Real Recall@K and Faithfulness scores (not illustrative numbers), where the latency of your questions actually goes, and a glossary of the concepts this demo uses — and a few it deliberately doesn't.

Concepts you'll see in action

Chunking

Documents are too long to embed or feed to an LLM whole, so they're split into smaller, overlapping word windows — small enough for the embedding model, with enough overlap that an answer never gets cut in half right at a chunk boundary.

Embeddings

A neural network turns each chunk (and later, your question) into a vector — a list of numbers where texts with similar meaning end up close together in that space.
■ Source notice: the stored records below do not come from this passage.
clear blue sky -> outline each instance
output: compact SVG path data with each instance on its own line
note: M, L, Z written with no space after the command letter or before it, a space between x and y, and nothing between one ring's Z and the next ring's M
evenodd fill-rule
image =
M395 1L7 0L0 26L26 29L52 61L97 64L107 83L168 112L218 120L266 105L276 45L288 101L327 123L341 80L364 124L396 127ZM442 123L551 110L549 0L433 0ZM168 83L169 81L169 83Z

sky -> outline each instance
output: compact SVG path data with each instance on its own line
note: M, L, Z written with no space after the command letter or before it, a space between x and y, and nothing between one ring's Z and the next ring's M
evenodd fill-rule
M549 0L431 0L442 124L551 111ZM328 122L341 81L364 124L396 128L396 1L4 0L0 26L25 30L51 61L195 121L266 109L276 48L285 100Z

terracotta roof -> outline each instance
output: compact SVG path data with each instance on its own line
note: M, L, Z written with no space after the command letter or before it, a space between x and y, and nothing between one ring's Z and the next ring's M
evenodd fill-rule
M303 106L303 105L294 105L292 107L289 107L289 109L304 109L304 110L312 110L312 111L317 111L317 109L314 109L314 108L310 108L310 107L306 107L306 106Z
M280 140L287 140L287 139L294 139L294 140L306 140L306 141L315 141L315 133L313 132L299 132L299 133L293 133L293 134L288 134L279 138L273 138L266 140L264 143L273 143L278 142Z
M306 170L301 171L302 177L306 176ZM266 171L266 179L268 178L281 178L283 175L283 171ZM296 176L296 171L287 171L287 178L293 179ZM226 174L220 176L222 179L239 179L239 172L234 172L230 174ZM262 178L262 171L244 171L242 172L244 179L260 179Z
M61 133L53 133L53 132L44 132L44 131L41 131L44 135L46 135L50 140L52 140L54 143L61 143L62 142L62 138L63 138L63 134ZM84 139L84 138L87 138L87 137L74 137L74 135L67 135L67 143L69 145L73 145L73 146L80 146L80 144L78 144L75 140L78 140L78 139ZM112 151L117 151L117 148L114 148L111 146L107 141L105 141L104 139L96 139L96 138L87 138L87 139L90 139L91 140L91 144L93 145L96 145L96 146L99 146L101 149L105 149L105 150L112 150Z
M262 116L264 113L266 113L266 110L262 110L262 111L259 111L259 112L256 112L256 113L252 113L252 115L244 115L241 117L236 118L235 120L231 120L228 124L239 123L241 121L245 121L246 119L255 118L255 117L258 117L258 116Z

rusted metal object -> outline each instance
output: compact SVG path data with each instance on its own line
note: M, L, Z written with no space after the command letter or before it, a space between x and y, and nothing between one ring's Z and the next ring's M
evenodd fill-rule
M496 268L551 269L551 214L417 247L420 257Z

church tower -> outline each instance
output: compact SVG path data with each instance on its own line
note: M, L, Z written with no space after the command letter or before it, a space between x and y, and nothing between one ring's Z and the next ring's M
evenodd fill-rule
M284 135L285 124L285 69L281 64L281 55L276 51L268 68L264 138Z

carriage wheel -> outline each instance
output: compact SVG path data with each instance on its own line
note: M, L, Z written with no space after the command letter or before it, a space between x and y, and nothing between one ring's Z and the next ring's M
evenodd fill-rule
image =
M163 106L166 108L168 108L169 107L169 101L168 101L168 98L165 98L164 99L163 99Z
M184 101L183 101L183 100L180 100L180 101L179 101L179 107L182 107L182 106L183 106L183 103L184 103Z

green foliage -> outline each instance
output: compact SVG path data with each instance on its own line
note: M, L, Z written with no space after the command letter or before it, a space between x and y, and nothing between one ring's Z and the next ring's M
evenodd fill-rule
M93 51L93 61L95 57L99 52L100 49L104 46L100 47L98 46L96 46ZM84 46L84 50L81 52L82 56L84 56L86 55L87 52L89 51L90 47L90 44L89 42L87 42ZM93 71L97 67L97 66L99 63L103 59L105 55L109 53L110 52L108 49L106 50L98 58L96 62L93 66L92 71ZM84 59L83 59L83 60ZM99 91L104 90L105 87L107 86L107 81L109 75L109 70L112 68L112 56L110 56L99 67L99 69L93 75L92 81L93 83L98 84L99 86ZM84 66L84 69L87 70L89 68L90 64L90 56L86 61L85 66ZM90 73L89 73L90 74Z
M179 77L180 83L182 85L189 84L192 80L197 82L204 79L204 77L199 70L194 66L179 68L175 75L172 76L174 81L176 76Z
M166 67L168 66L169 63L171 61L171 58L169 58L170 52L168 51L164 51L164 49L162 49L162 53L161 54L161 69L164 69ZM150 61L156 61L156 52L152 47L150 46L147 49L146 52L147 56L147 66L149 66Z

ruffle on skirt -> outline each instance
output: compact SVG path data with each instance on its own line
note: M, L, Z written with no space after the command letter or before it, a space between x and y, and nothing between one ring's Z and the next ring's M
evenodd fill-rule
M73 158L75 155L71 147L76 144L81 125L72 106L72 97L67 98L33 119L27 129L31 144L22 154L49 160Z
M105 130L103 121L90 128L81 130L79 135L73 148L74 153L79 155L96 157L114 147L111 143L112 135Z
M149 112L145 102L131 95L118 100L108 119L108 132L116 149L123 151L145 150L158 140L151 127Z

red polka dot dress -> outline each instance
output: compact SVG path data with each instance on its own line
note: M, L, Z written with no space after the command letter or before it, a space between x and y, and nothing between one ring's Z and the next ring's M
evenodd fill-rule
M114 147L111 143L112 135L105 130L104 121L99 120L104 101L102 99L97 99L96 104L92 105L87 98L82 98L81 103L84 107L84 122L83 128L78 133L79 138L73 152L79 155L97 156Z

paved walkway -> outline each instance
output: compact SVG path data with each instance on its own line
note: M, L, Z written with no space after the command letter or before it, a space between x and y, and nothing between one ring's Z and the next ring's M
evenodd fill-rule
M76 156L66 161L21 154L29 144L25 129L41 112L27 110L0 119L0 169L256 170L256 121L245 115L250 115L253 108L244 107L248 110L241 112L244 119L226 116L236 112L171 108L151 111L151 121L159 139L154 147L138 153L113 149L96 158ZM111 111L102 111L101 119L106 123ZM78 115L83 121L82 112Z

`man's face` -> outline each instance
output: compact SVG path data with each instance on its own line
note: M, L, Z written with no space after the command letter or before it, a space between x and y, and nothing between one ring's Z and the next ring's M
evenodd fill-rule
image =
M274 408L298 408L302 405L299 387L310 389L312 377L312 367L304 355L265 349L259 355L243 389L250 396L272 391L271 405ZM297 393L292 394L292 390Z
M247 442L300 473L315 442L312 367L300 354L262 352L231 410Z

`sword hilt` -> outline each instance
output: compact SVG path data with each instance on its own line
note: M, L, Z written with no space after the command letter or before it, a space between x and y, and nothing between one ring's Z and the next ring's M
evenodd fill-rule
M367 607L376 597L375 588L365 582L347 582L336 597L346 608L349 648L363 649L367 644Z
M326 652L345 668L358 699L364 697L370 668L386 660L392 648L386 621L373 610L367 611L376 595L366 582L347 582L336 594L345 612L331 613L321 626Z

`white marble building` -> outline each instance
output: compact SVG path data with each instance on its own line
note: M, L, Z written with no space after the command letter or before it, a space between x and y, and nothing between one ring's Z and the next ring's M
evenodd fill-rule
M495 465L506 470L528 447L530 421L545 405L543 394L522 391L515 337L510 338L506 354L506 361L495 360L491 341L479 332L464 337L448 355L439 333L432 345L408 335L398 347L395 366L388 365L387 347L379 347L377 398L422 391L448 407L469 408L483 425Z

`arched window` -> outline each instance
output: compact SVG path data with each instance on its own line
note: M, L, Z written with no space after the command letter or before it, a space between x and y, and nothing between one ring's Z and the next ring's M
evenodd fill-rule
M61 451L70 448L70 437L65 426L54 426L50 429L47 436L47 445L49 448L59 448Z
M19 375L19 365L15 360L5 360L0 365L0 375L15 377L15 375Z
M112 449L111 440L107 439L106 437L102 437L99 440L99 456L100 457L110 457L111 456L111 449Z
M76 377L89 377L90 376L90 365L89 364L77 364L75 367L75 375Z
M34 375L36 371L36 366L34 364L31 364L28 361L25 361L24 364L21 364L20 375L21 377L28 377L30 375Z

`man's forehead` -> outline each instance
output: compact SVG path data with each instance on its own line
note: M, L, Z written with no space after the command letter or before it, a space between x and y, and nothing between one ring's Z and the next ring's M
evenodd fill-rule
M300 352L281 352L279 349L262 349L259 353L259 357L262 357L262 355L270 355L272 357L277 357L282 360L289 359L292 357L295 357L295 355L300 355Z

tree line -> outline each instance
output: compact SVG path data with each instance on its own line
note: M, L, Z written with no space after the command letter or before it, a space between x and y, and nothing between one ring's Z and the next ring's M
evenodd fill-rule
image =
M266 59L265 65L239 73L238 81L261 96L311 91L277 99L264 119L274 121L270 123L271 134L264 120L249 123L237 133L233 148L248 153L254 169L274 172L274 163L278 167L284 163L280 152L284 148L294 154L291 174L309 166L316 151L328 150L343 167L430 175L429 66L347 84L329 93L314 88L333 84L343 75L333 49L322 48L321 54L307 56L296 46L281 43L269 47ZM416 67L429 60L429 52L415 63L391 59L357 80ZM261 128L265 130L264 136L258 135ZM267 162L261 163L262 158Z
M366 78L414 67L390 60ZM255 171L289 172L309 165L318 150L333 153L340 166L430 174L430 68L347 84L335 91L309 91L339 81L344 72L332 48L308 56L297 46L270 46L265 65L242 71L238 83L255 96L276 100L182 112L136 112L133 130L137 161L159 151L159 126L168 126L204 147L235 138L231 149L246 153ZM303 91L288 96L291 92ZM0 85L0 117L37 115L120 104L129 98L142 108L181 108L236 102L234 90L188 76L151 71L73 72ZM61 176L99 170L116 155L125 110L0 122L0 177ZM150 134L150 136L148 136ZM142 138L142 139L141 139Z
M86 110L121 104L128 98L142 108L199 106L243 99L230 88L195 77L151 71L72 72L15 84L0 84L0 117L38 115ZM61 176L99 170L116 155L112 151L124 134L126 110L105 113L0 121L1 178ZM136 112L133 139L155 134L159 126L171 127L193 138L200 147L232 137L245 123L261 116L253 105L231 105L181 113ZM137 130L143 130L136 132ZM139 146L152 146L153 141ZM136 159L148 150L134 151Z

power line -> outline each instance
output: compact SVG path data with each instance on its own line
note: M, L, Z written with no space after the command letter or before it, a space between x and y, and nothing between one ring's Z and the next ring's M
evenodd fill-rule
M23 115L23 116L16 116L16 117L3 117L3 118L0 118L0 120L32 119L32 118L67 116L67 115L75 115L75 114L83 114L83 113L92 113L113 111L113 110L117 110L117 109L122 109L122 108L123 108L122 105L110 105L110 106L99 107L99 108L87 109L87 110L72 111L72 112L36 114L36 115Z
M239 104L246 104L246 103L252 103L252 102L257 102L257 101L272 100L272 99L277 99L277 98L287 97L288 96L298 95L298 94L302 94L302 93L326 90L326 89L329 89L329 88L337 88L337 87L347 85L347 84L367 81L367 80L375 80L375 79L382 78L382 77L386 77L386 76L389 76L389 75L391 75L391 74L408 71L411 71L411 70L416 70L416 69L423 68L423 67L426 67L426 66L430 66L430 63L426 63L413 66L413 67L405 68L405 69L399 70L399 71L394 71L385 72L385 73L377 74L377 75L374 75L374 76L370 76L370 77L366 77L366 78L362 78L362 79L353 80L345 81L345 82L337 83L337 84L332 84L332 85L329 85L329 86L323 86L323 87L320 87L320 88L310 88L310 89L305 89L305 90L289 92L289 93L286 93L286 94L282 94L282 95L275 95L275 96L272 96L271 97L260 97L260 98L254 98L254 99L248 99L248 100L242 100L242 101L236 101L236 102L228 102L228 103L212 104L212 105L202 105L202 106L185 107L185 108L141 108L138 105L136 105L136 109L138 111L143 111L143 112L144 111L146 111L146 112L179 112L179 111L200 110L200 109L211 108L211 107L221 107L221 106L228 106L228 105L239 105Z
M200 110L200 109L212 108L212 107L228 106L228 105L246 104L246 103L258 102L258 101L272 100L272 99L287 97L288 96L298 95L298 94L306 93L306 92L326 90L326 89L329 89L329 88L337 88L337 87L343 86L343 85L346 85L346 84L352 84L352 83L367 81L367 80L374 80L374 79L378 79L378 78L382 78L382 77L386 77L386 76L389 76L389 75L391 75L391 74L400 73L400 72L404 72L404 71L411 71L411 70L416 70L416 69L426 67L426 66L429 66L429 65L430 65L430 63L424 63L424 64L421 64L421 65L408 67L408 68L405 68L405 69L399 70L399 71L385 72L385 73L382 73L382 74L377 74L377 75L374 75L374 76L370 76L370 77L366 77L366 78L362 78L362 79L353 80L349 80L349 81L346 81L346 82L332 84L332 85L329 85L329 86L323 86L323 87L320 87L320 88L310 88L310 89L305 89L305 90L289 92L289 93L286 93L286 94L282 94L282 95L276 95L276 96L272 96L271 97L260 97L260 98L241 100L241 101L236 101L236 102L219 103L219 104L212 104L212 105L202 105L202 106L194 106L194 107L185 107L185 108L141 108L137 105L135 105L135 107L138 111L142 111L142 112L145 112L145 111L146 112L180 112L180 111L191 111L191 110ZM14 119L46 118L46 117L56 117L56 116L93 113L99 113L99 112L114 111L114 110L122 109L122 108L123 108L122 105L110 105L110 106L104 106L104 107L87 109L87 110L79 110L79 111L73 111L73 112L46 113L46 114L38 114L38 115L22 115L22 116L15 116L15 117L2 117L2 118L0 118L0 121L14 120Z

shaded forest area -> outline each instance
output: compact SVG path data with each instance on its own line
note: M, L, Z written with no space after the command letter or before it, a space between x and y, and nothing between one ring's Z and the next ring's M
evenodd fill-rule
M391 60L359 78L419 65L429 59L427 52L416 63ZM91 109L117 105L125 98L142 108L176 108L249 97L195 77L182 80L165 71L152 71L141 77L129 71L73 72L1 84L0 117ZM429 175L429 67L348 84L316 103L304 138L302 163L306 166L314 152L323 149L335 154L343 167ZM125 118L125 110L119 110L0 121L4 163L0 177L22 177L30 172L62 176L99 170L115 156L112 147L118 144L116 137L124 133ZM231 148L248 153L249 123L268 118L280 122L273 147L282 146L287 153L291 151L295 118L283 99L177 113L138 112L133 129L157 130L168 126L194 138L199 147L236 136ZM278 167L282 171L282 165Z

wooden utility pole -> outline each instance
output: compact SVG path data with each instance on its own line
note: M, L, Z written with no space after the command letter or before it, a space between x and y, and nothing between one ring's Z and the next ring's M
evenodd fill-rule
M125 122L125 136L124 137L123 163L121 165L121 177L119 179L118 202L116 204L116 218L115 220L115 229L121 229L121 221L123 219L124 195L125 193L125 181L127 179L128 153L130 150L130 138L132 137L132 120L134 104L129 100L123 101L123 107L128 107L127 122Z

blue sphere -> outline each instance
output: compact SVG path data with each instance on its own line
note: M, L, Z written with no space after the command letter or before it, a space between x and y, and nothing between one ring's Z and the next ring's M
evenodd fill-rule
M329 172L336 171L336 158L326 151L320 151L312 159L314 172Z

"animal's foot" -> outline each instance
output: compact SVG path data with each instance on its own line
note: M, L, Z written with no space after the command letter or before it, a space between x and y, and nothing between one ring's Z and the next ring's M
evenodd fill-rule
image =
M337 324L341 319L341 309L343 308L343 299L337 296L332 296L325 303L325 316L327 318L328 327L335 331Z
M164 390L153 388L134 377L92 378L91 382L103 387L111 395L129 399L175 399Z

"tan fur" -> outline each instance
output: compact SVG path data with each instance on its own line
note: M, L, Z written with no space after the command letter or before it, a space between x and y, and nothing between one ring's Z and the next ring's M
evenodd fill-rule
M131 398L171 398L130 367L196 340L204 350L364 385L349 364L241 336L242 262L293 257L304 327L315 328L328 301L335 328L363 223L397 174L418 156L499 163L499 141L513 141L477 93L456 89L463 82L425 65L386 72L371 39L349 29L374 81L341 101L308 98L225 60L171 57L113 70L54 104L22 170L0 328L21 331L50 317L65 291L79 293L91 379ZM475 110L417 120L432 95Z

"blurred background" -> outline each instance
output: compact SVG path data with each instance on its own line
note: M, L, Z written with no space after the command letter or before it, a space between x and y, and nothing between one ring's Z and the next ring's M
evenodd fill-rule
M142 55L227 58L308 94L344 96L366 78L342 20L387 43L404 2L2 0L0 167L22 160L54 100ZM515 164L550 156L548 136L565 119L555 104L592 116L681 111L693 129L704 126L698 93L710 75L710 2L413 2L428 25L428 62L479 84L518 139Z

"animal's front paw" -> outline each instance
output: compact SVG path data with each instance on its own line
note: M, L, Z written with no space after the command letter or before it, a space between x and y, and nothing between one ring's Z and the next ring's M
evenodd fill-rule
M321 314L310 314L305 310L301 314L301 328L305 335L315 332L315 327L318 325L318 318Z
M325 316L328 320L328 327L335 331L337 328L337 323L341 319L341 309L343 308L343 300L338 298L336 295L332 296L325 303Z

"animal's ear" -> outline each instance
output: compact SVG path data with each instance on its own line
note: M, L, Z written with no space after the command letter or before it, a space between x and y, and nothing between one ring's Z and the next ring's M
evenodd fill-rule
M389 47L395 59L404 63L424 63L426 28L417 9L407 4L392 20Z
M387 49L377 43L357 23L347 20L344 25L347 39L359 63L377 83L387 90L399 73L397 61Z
That's what lets search work by meaning instead of exact keywords.

Cosine similarity & top-K

Your question's vector gets compared against every chunk's vector by the angle between them (cosine similarity, -1 to 1). Only the K highest-scoring chunks are kept as context — everything else is discarded, even chunks with a decent score.

Prompt assembly

The top-K chunks plus your question get assembled into one block of text sent to the LLM, with instructions to answer only from that context and cite its source — so the model can't quietly fall back on what it memorized during training.

RAG vs fine-tuning

Fine-tuning bakes new knowledge into the model's weights through additional training. RAG keeps the model frozen and injects knowledge at request time instead — easier to keep current (edit a document, rebuild the index) and every answer can cite an exact source.

Recall@K & Faithfulness

Recall@K asks whether the retriever found the right document at all. Faithfulness asks whether the generated answer is actually supported by what it retrieved, or invented something — graded by a second LLM call (LLM-as-a-judge).